When Stitt was asked to start the pep band, he was unsure if there would be enough interest, but he quickly discovered that students were more than happy to participate.
“We came up with the idea of doing some basketball games to see how it would work and to see what kind of response we would get from the students,” Stitt said. “The response from the students was overwhelming. We had more than 30 students express an interest in playing, which kind of blew us away. It was very exciting.”
Jakob Drozd, ’21, a percussionist for the band, is a part of the wind ensemble, wind symphony, jazz band, percussion ensemble, percussion lessons and he participates in off-campus competitive marching bands throughout the year. He said that he was happy to see a pep band formed at a Division III school.
“(The pep band) is something I missed out on from a big university setting,” Drozd said. “I thought it would be really fun to try it out. It’s been a really great experience.”
As the director of the band, Stitt said that he is in charge of organizing rehearsal, getting the necessary equipment for the band and deciding which songs are played, and in what order, during the games. The band plays the national anthem before the game, and plays during timeouts and halftime. Stitt and the musicians say that the band’s playlist is far from complex.

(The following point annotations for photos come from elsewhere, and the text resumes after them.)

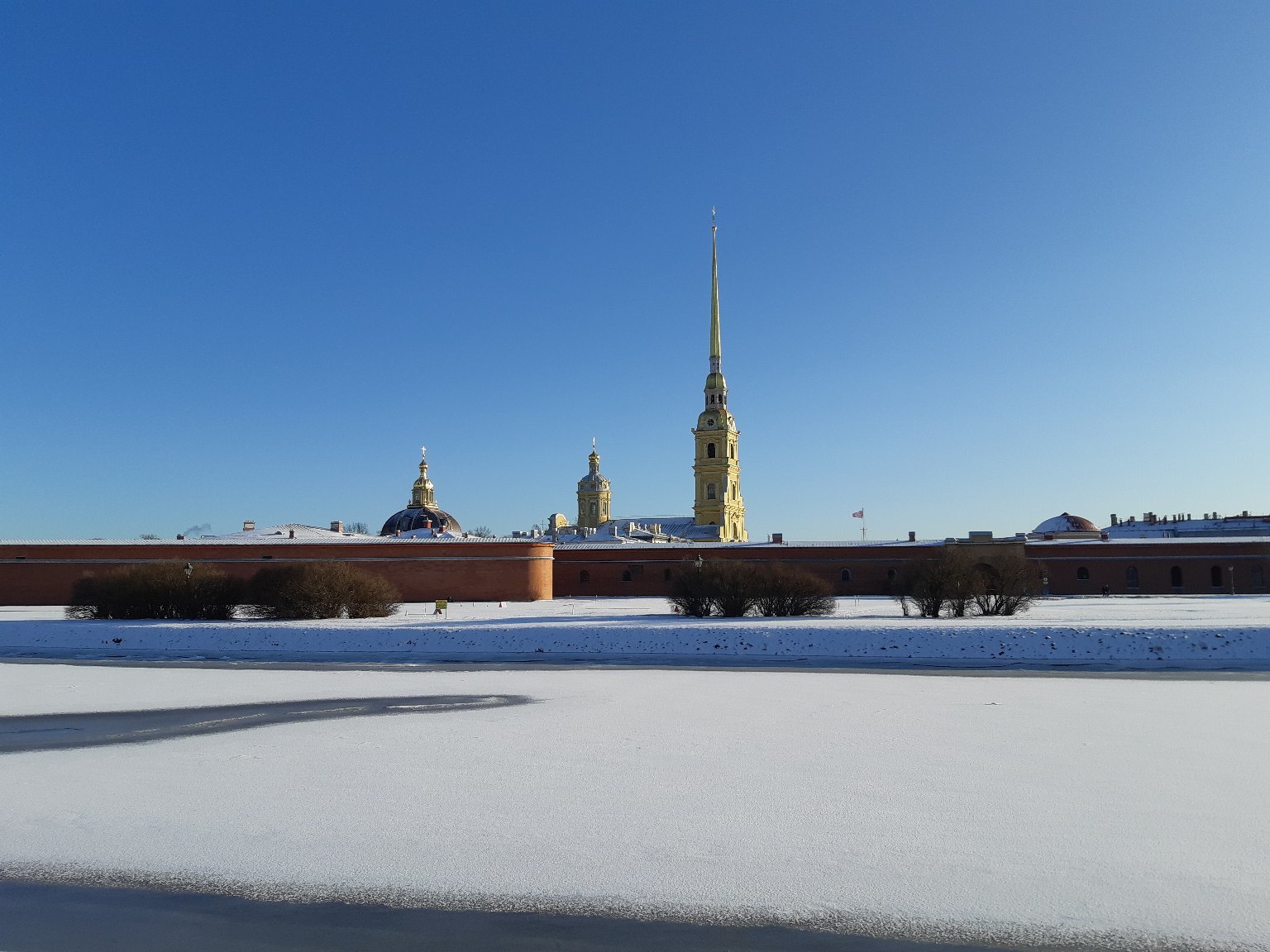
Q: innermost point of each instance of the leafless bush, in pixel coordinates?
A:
(319, 591)
(1006, 583)
(782, 592)
(156, 591)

“The typical kind of stuff (for sporting events),” Stitt said. “Nothing earth-shatteringly significant, just the usual ‘rah-rah, yay’ type of stuff.”
Kauchak said the band performs songs that encourage audience participation and team spirit.

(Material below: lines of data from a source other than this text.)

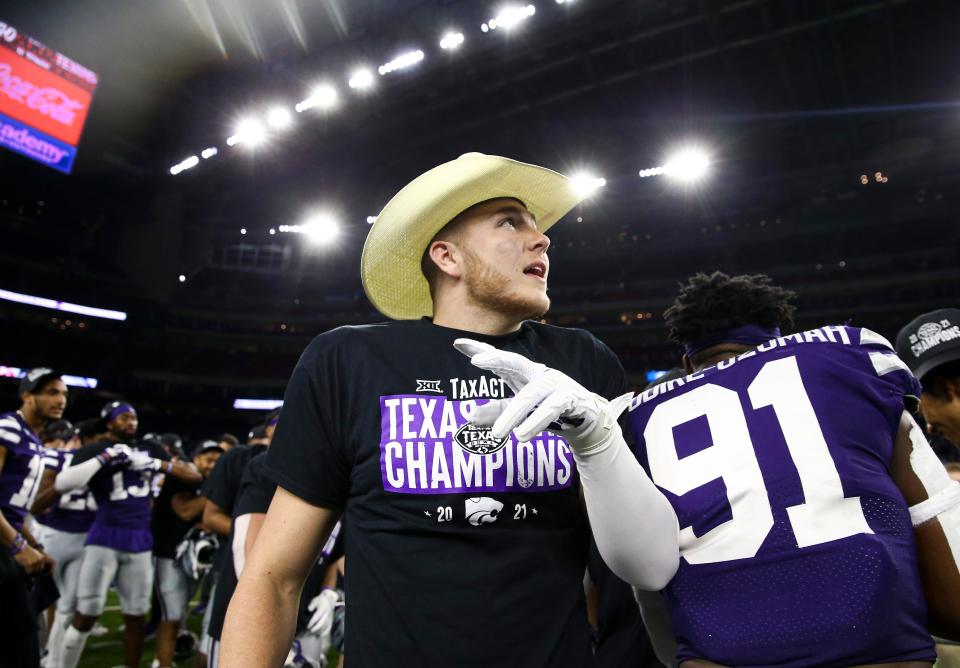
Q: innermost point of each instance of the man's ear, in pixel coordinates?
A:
(447, 257)
(953, 388)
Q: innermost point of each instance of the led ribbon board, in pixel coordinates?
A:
(44, 100)
(73, 381)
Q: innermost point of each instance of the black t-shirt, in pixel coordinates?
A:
(168, 529)
(622, 639)
(223, 485)
(254, 494)
(462, 550)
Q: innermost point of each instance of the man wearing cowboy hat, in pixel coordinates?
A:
(465, 549)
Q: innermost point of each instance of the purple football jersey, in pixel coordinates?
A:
(124, 501)
(796, 545)
(22, 469)
(74, 511)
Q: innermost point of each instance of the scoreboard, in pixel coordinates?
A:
(44, 100)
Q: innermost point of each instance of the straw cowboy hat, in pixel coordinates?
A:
(390, 264)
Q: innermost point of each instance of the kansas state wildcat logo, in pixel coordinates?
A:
(482, 510)
(478, 440)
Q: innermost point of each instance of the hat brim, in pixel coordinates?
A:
(390, 264)
(932, 363)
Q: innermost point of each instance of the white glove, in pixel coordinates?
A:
(544, 399)
(634, 525)
(115, 454)
(322, 606)
(141, 461)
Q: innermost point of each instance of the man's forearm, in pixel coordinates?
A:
(260, 622)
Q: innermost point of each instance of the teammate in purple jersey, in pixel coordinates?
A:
(786, 460)
(120, 541)
(65, 520)
(44, 398)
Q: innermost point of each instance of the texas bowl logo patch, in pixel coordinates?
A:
(478, 440)
(928, 330)
(429, 446)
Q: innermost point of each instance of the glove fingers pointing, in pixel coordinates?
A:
(487, 414)
(549, 410)
(519, 407)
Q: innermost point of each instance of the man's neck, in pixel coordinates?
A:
(472, 317)
(34, 421)
(719, 353)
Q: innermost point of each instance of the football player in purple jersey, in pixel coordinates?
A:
(119, 471)
(44, 398)
(816, 526)
(65, 520)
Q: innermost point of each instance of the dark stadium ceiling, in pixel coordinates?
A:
(792, 97)
(795, 99)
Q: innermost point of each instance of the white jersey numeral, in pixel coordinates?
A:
(76, 500)
(24, 497)
(824, 516)
(121, 492)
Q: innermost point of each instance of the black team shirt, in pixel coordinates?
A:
(168, 528)
(254, 496)
(223, 485)
(462, 550)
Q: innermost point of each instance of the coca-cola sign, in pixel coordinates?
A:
(45, 95)
(48, 101)
(42, 99)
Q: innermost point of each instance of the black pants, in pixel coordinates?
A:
(19, 637)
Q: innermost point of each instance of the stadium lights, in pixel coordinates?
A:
(257, 404)
(279, 118)
(403, 61)
(585, 184)
(451, 41)
(187, 163)
(72, 381)
(250, 131)
(655, 373)
(687, 165)
(509, 17)
(56, 305)
(361, 79)
(323, 97)
(319, 229)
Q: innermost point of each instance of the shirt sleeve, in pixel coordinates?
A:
(890, 370)
(256, 490)
(216, 487)
(611, 379)
(157, 452)
(307, 455)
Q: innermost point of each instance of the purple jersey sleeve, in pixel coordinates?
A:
(796, 546)
(124, 504)
(74, 511)
(22, 469)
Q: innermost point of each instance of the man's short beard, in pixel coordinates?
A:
(486, 286)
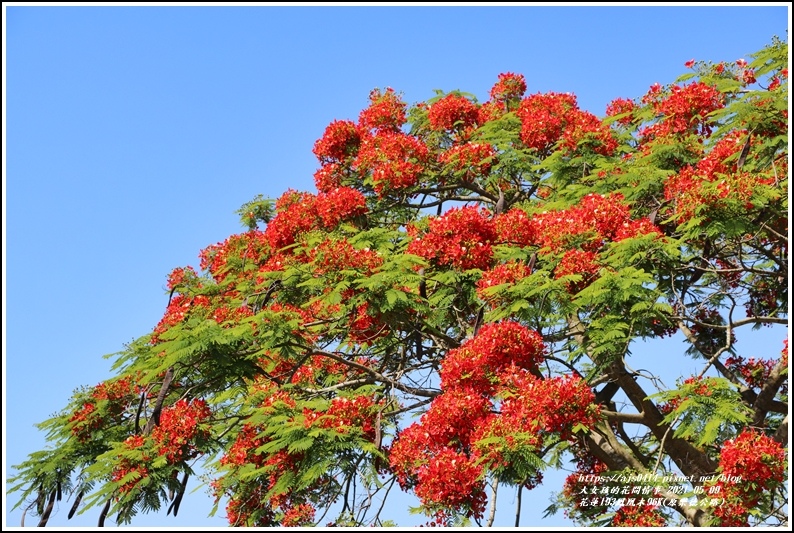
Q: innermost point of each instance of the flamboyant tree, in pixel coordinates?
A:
(454, 310)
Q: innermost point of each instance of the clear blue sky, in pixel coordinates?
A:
(132, 134)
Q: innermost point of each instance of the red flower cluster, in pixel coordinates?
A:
(696, 386)
(453, 113)
(395, 159)
(515, 227)
(179, 428)
(754, 371)
(552, 117)
(553, 405)
(750, 465)
(621, 106)
(579, 262)
(179, 276)
(461, 238)
(450, 479)
(249, 503)
(386, 112)
(333, 256)
(544, 118)
(303, 212)
(638, 516)
(340, 140)
(685, 109)
(252, 245)
(444, 455)
(177, 311)
(480, 360)
(510, 272)
(510, 87)
(595, 220)
(470, 160)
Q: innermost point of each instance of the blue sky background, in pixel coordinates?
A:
(132, 134)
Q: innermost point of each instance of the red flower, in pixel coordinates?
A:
(461, 237)
(452, 113)
(386, 112)
(509, 87)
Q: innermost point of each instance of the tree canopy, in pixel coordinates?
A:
(458, 307)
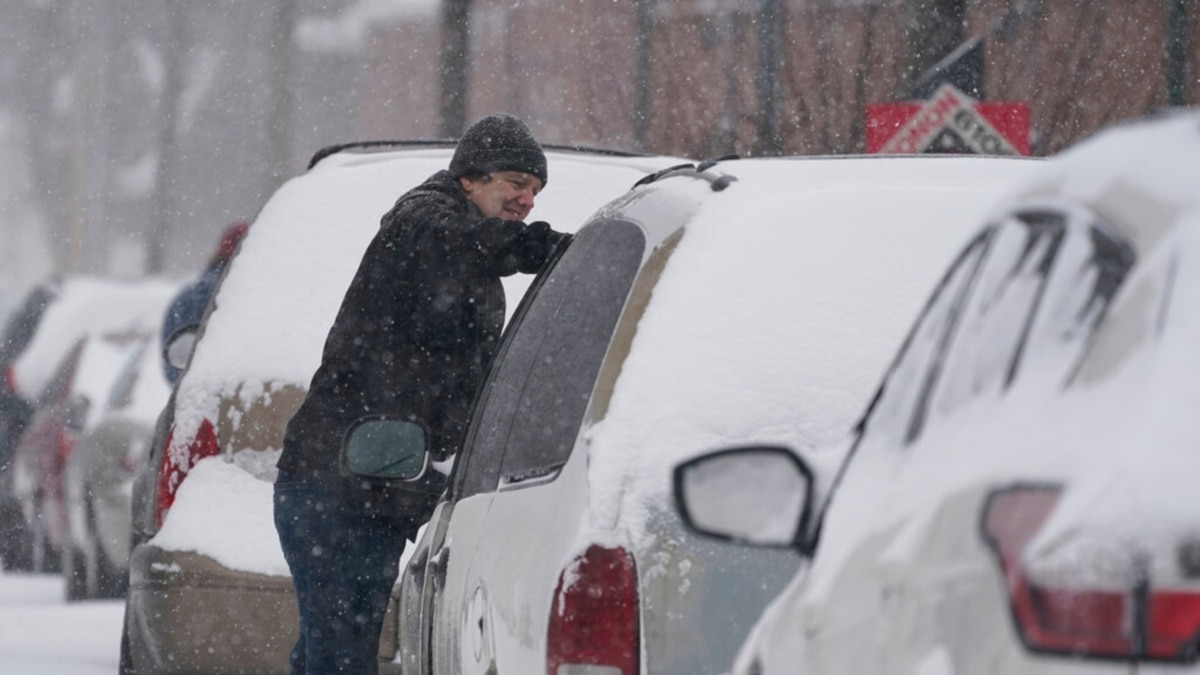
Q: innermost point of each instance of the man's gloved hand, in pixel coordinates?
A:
(535, 245)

“The music is not hard, so it’s just fun,” Kauchak said. “It’s stuff that everyone knows, stuff you can sing along to, so we just have a good time and goof around.”
Lena Gemmer, ’20, a trumpet player in the pep band, said that although the music is not difficult, it is enjoyable and interesting to play.
“(Pep band) has been really fun,” Gemmer said. “I enjoy the songs that we play because they are historical. Professor Stitt gets us music from the 1920s and ’30s. He also gets lots of songs that used to be played at Allegheny.”
Gemmer said that the band is a relaxing aspect of her semester and offers her a way to get to know members of the Music Department on a more personal level.
“We really enjoy the camaraderie in the pep band,” Gemmer said. “I feel that in a smaller group, you can have more conversations and it’s a more relaxed environment than the wind symphony. In pep band, you really get to see people’s personalities come out. It’s a really fun, relaxed environment for all of us.”
Stitt and the musicians said that the response to the pep band from students, faculty and spectators has been overwhelmingly positive. Link, Athletic Director and Recreation Bill Ross, and Provost and Dean of the College Ron Cole have all voiced their support for the pep band, according to Stitt. Drozd said the support the band has received has been uplifting for the group.
“We appreciate the support from everybody at the first two games (that we’ve performed at),” Drozd said. “We’re really happy to be playing.”
The band will play at six games on three separate dates this semester. The band played for Pride Night and will perform at doubleheader Men’s and Women’s Basketball games at 2 p.m. and 4 p.m. on Saturday, Feb. 15, and 6 p.m. and 8 p.m. on Wednesday, Feb. 19. The Gators will face off against Denison University and Hiram College respectively.
Although Stitt does not see the band progressing into a full marching band with its current resources and funding, he expects that the band is here to stay and will continue to operate at its current capacity and may play in football games in the fall.
“(The pep band) is good publicity for the school,” Stitt said. “When you get alums coming back to attend the games, and they see what’s happening and compare that to what they see when they watch Division I games, they go, ‘Wow. That’s happening here.’ It reflects well for Allegheny, the Music Department and the Athletic Department. I think it’s a win-win all the way around.”